Swerve got the pin with the Big Pressure after a ton of great near falls. This was a really great match that could have been a legit MOTYC contender if it wasn’t for one unnecessary creative decision. ****1/2

Final Thoughts

Even though the main event broke the Forbidden Door mold in terms of not being AEW vs. someone outside of the company, it turned out to be the right call. Again – is that a bad thing for AEW due to a changing audience costing the company a unique aspect that set it apart from WWE, or AEW recognizing that times have changed and this is what they needed to book for their 2024 audience? It’s two sides of the same coin.

The AEW main event scene feels good right now, and the main event match played that up. With teases of both Garcia & MJF, there’s a clear future for Swerve as the champ.

There are still major concerns about this company. This crowd was cold for a lot of the night, which hurt several matches that were otherwise well worked.
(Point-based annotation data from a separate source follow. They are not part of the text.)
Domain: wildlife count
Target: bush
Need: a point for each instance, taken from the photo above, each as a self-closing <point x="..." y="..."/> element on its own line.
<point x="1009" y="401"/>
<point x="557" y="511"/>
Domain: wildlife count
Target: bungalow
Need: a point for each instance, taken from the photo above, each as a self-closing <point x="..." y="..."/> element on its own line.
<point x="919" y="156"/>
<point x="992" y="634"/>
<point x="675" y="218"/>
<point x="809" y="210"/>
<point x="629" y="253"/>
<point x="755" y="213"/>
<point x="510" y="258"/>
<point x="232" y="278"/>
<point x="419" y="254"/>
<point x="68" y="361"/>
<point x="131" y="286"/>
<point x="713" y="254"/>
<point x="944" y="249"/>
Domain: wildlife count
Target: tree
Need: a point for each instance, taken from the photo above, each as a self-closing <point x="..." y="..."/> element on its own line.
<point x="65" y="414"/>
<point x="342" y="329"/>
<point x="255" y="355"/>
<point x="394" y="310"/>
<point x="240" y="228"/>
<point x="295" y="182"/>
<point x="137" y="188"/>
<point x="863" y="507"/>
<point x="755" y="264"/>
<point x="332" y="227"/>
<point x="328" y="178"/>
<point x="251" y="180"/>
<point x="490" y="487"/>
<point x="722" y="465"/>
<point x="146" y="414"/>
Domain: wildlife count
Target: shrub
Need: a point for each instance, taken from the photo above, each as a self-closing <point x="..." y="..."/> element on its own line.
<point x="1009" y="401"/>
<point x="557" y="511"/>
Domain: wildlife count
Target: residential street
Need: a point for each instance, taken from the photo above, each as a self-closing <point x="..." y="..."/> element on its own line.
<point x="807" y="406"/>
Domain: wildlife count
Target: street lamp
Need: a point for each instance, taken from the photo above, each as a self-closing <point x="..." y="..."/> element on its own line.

There’s no clear sign that any of the “ha ha” characters which have taken over a large chunk of the card are having their direction change. Concerns about weekly attendance won’t be solved by this one strong crowd.

Was putting Swerve over Will the right call? Both guys feel like the two hottest acts on the men’s side. If you asked me four or six weeks ago, I would have unquestionably said Will should have won since he was the hottest guy in the company. But he cooled a little, and Swerve may have heated up a little, so the margin shifted.

I don’t get the feeling that many other people in the company were heated up significantly by this night. Britt got a huge return pop; we’ll see if that remains, though I expect that it should. I don’t think anyone else got more over on this night, with the possible exception of Stephanie Vaquer, who we may not see again for months. I worry Perry may have flattened out, but it’s hard to gauge his reception alone in a multi-man schmozz like the ladder match was.

Still, all in all, this show delivered very high-quality in-ring action with lots of finishes that made sense and should set up future storylines. One can only hope that this is a step in AEW steering out of their creative doldrums of the past few months. Forbidden Door may not quite be what 2022 or 2023 were, but it’s a strong show easily worth your time and money.